Is there any way to create a macro that allows a Some<T> or T as input?

It’s for creating a Span struct that I’m using:

struct Span {
    line: usize,
    column: usize,
    file_path: Option<String>,
}

…and I have the following macro:

macro_rules! span {
    ($line:expr, $column:expr) => {
        Span {
            line: $line,
            column: $column
            file_path: None,
        }
    };

    ($line:expr, $column:expr, $file_path: expr) => {
        Span {
            line: $line,
            column: $column
            file_path: Some($file_path.to_string()),
        }
    };
}

…which allows me to do this:

let foo = span!(1, 1);
let bar = span!(1, 1, "file.txt");

However, sometimes I don’t want to pass in the file path directly but through a variable that is Option<String>. To do this, I always have to match the variable:

let file_path = Some("file.txt");

let foo = match file_path {
    Some(file_path) => span!(1, 1, file_path),
    None => span!(1, 1),
}

Is there a way which allows me to directly use span!(1, 1, file_path) where file_path could be "file.txt", Some("file.txt") or None?

Thanks in advance!

    • BB_C@programming.dev
      2·
      2 years ago

      A generic impl is impossible.

      Imagine you want to turn a Into<String> to Some(val.into()) and Option<Into<String>> to val.map(Into::into).
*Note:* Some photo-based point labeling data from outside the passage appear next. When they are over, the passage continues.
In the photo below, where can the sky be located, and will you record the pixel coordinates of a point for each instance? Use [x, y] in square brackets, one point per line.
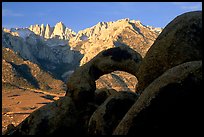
[82, 15]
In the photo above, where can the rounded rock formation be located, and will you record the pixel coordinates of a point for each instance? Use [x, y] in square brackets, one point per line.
[81, 84]
[107, 116]
[170, 103]
[179, 42]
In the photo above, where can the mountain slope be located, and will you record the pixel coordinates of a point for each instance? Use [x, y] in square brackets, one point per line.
[25, 74]
[105, 35]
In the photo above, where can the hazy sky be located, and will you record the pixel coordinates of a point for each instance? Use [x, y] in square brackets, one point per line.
[81, 15]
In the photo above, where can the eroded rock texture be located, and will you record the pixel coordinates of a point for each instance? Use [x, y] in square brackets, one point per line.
[179, 42]
[54, 118]
[107, 116]
[169, 103]
[81, 85]
[170, 99]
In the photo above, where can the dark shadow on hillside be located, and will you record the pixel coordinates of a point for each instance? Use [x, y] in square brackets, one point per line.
[25, 72]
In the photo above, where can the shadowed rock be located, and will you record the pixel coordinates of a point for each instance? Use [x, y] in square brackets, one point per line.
[81, 84]
[170, 103]
[102, 94]
[55, 118]
[107, 116]
[179, 42]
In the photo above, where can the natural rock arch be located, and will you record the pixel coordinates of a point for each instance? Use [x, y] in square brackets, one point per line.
[117, 80]
[81, 84]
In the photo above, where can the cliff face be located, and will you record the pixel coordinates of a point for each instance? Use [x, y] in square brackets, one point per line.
[59, 31]
[22, 73]
[52, 55]
[105, 35]
[60, 50]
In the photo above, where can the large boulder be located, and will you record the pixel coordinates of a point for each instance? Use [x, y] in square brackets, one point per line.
[81, 84]
[172, 103]
[179, 42]
[102, 94]
[108, 115]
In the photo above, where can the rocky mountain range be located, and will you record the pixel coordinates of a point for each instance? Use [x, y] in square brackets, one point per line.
[58, 50]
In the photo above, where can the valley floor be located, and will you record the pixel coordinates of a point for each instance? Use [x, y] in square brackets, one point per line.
[17, 104]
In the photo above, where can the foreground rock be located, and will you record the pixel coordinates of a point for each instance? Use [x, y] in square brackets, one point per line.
[108, 115]
[54, 118]
[102, 94]
[179, 42]
[81, 84]
[170, 103]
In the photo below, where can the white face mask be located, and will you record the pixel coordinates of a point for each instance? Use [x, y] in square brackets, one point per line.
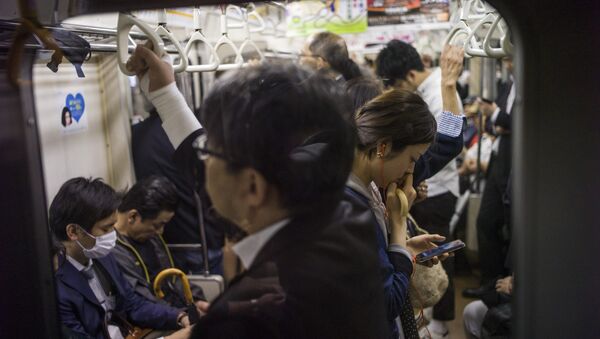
[104, 244]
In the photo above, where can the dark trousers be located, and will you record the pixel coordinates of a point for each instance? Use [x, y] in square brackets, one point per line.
[434, 216]
[192, 261]
[490, 222]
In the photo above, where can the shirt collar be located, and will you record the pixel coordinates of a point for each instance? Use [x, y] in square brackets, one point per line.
[356, 184]
[430, 81]
[78, 265]
[248, 248]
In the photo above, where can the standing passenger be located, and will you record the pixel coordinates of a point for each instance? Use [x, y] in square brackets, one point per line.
[278, 152]
[153, 154]
[327, 53]
[400, 66]
[394, 130]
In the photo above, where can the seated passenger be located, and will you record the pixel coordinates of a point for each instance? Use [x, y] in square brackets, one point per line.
[141, 251]
[94, 299]
[491, 316]
[278, 152]
[394, 130]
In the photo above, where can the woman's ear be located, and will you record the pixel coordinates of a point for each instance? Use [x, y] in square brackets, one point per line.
[384, 149]
[71, 231]
[132, 215]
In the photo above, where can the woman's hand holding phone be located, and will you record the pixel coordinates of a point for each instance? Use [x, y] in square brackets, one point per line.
[423, 243]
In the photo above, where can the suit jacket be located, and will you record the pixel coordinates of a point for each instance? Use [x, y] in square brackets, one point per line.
[318, 277]
[501, 161]
[81, 312]
[153, 154]
[443, 150]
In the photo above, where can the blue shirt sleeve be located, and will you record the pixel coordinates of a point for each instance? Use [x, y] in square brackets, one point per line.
[396, 270]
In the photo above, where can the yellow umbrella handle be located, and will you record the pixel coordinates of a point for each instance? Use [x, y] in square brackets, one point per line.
[187, 291]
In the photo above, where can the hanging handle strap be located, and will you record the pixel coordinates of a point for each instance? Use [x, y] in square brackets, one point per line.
[472, 46]
[124, 25]
[505, 45]
[197, 36]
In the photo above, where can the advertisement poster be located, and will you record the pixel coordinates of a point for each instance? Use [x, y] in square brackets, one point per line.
[72, 114]
[338, 16]
[394, 12]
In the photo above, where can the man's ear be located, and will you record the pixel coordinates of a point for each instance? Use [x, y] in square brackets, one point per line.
[256, 187]
[411, 77]
[71, 231]
[321, 63]
[132, 215]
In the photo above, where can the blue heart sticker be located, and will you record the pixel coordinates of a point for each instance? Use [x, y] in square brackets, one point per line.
[76, 105]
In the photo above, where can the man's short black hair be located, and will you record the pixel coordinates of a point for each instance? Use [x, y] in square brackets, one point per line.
[150, 196]
[396, 60]
[288, 124]
[81, 201]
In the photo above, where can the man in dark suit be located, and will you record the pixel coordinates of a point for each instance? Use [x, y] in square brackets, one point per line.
[492, 214]
[93, 296]
[153, 154]
[278, 153]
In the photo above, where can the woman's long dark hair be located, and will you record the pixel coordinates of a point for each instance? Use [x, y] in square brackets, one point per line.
[401, 117]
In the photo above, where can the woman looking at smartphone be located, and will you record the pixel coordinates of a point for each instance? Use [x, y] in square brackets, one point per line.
[394, 130]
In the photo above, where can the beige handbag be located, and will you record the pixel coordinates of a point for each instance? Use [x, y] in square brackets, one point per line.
[427, 284]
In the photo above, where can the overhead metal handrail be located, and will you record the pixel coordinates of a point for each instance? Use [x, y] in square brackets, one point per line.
[164, 32]
[124, 24]
[198, 36]
[473, 47]
[252, 13]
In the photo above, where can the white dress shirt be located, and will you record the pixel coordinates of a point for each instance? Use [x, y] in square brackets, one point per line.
[107, 302]
[247, 249]
[430, 90]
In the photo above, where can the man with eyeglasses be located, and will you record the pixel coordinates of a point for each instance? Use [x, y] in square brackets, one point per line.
[278, 152]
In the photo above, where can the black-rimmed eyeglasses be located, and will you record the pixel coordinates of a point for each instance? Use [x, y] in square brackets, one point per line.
[204, 153]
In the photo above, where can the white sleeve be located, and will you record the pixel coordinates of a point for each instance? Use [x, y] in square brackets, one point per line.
[178, 121]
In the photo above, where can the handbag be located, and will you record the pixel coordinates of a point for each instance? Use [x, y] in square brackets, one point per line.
[427, 284]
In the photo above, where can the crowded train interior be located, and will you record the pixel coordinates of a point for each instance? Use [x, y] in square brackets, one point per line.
[299, 169]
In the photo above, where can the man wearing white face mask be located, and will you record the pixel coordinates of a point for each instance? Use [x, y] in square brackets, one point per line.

      Now, what if there is a type T where impl From <Option<T>> for String is implemented?
      Then we would have a conflict.

      If you only need this for &str and String, then you can add a wrapper type OptionStringWrapper(Option<String>) and implement From<T> for OptionStringWrapper for all concrete type cases you want to support, and go from there.